The report by the Fraser of Allander Institute at the University of Strathclyde shows that Celtic generated a gross of £165 million to Scotland’s GDP in 2016-17.
That figure is £10m more than the equivalent amount in the most recent study into golf tourism’s impact.
Half of the expenditure comes directly from money spent by Celtic and their supporters around games, but spreads beyond the matchday experience itself with spending on hotels, transport, food and drink.
Celtic commissioned the study after becoming increasingly frustrated by what they regard as an overtly negative view of Scotland’s national sport from the authorities.
“Over time, we felt that Celtic and Scottish football had been really undervalued in terms of the economic contribution it makes,” Lawwell told The Scotsman.
“In terms of headlines from government, it has been mainly negative – the Offensive Behaviour at Football Act, talk of strict liability – but we felt there is a lot of good which comes out of football, which comes out of Celtic, so we should have an independent study that would try to reflect that.
“We chose Fraser of Allander, because they are world class in what they do, so that gives it status and independence. We were delighted with the outcome, although we kind of expected it. The contribution to GDP, the jobs we help to create and support are really good.
“To put it in context, Celtic generates more for the Scottish economy per annum than golf tourism. That’s a remarkable comparator.
“The contributions that Celtic and Scottish football make to the country – economically, socially and culturally – is sometimes forgotten. There are a lot of positive fundamentals in this report we can hopefully start a debate around.”
The Scottish champions have received planning permission for a £18m club hotel and museum development at Celtic Park. But they remain in dispute with the local council over the contentious proposal of a parking exclusion zone around the stadium which has incensed fans.
“For us, it’s about partnership,” added Lawwell. “We would like to talk to Glasgow City Council about tourism in the city. Can we help each other? Can we have Celtic Park as a destination? Can we talk about public transport infrastructure which might help us both?
“There is a bugbear at the moment over the proposed parking zone, which we think is nonsense. We believe we are good neighbours. So, if there are things we can improve upon, let’s talk about that instead of having draconian impositions such as not being able to park your car within a kilometre of Celtic Park.
“That inconveniences our supporters who are adding to the economic benefit of the city and the country.
“We would like to have Celtic and football recognised for what it does. Let’s sit down with the relevant bodies, let’s be positive and look at ways of maximising the potential of football so that everyone wins. Our relationship with the council is generally fine. But this is one issue which is an irritant to us. We don’t see the point in it.”
The Fraser of Allander report further underlines Celtic’s current economic health after the club’s most recent annual accounts showed record revenue of £101.6m, a profit of £17.3m and cash at the bank of £27m. Lawwell, who will face shareholders at Celtic’s annual general meeting today, insists his club are ideally placed for potential changes to the landscape of European football as Uefa look to revamp their club competitions.

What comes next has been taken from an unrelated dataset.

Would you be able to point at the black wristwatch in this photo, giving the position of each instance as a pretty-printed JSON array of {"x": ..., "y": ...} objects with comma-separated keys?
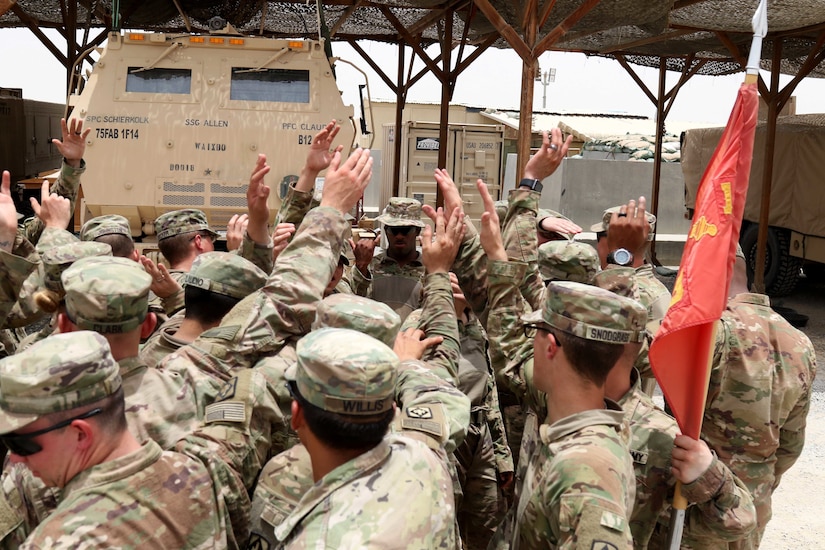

“We are in as good a financial state as we have ever been in, which allows us to face the challenges going forward,” he said.
“There will be changes in European competition. The Europa League will change from 2021, which is an opportunity for Scotland as a nation to try to get more teams into the group stages.
“For me, the transformer for Scottish football will be to get more teams into regular European competition. If we can in any way try to help that, we will. It will make the Premiership a more competitive and better-funded league.”
Lawwell also welcomed the new TV contract which will see Sky Sports have exclusive live rights to the Premiership from 2020 and is worth around £30m a year.
“In all circumstances, it’s a good deal,” said Lawwell. “Taking everything into account, the guys did a good job negotiating it and we move on.”